Researchers recently published details of a diagnostic test and algorithm that enables the identification of biomarkers that could help to diagnose cancer from tumor-educated platelets (TEP).1
The test, thromboSeq, is a multiplexed biomarker signature detection platform that detects lung cancer by examining tumor RNA absorbed by circulating platelets.
“Blood platelets contain endogenous RNAs – which are protected from degradation – that are altered upon the presence of cancer,” explained Myron G. Best, an MD/PhD student at the department of neurosurgery at the VU University Medical Center in the Netherlands, and first author of the study. “Therefore, platelets provide a source of abundant, high-quality RNAs, and platelets can be easily isolated in any clinical laboratory.”
According to Mr Best, the thromboSeq platform offers a unique insight into the RNA composition of blood platelets encountering a tumor.
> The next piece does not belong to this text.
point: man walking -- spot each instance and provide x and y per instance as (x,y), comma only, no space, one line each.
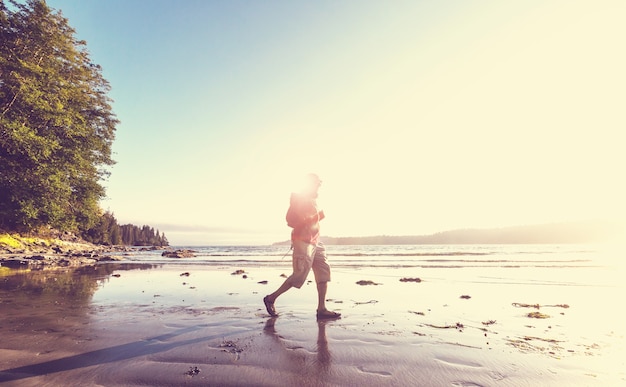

As blood platelets contain RNAs coding for approximately 4500 genes, the thromboSeq platform detects many potential biomarkers at once.
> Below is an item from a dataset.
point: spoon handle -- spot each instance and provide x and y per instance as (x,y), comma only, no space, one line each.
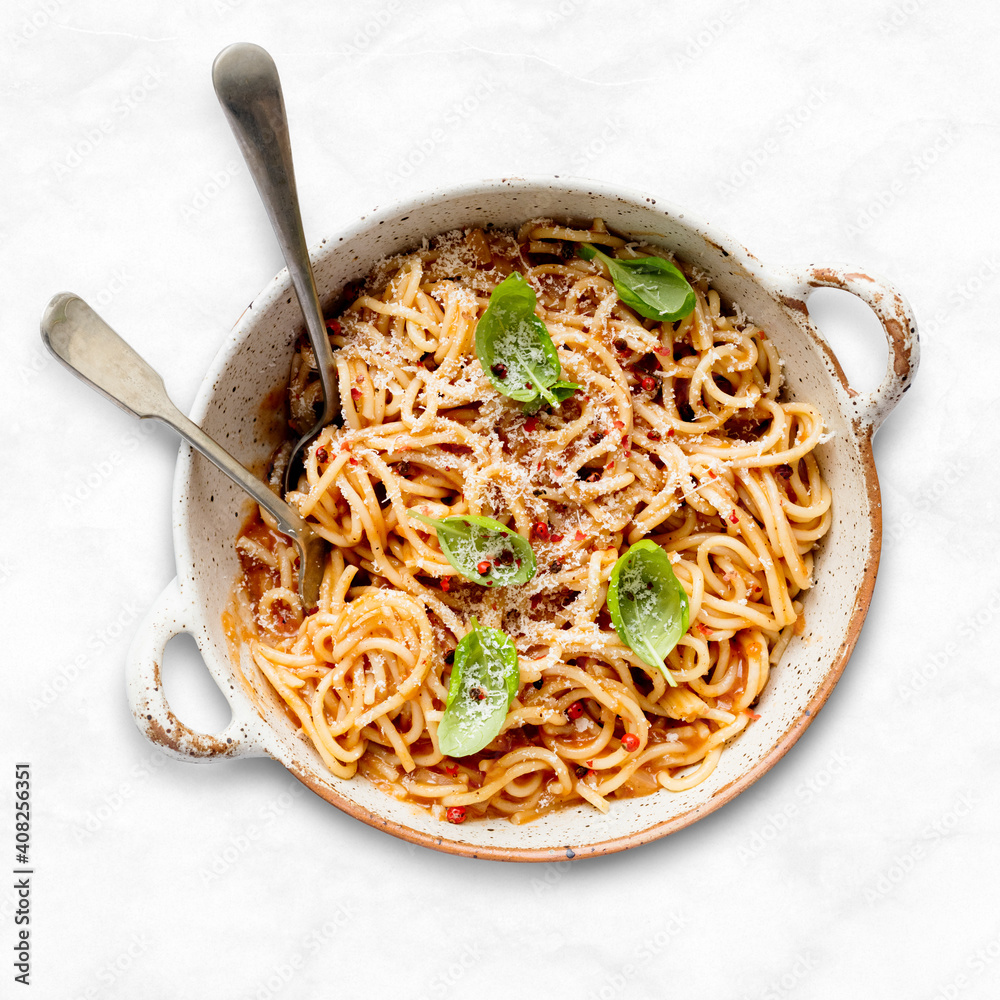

Together with machine learning software, this platform enables analysis of repertoire or signatures of RNAs, Mr Best told Cancer Therapy Advisor.
To develop the inflammatory conditions–controlled non–small cell lung cancer (NSCLC) diagnostics test, Mr Best and colleagues collected more than 700 blood samples from patients with early- or late-stage NSCLC and a group of individuals without cancer matched for age, smoking status, and blood storage time.
The test’s swarm intelligence algorithm scanned the RNA molecules and recorded the small amount indicating a cancerous tumor. The researchers then ran the samples through screenings to diagnose how accurately the TEPs identified cancer.
Analysis showed that the test had an accuracy of 88% in patients with late-stage disease and, in patients with early-stage disease, an accuracy of 81%, independent of potential confounding factors. In a validation control group matched for patient age, smoking status, and blood storage time, the algorithm detected NSCLC with a 91% accuracy, which was only slightly lower compared with a previous non-matched NSCLC algorithm tested in the absence of non-cancer conditions.2
“The algorithms can be tuned towards high sensitivity or high specificity, of which the latter setting is required in a population-based screening setting, at a cost of specificity and sensitivity, respectively,” Dr Best said. “Of note, we now have tested our thromboSeq platform in a cohort that includes all kinds of inflammatory conditions and that is matched for potential confounding factors such as age, blood-storage time, and smoking.”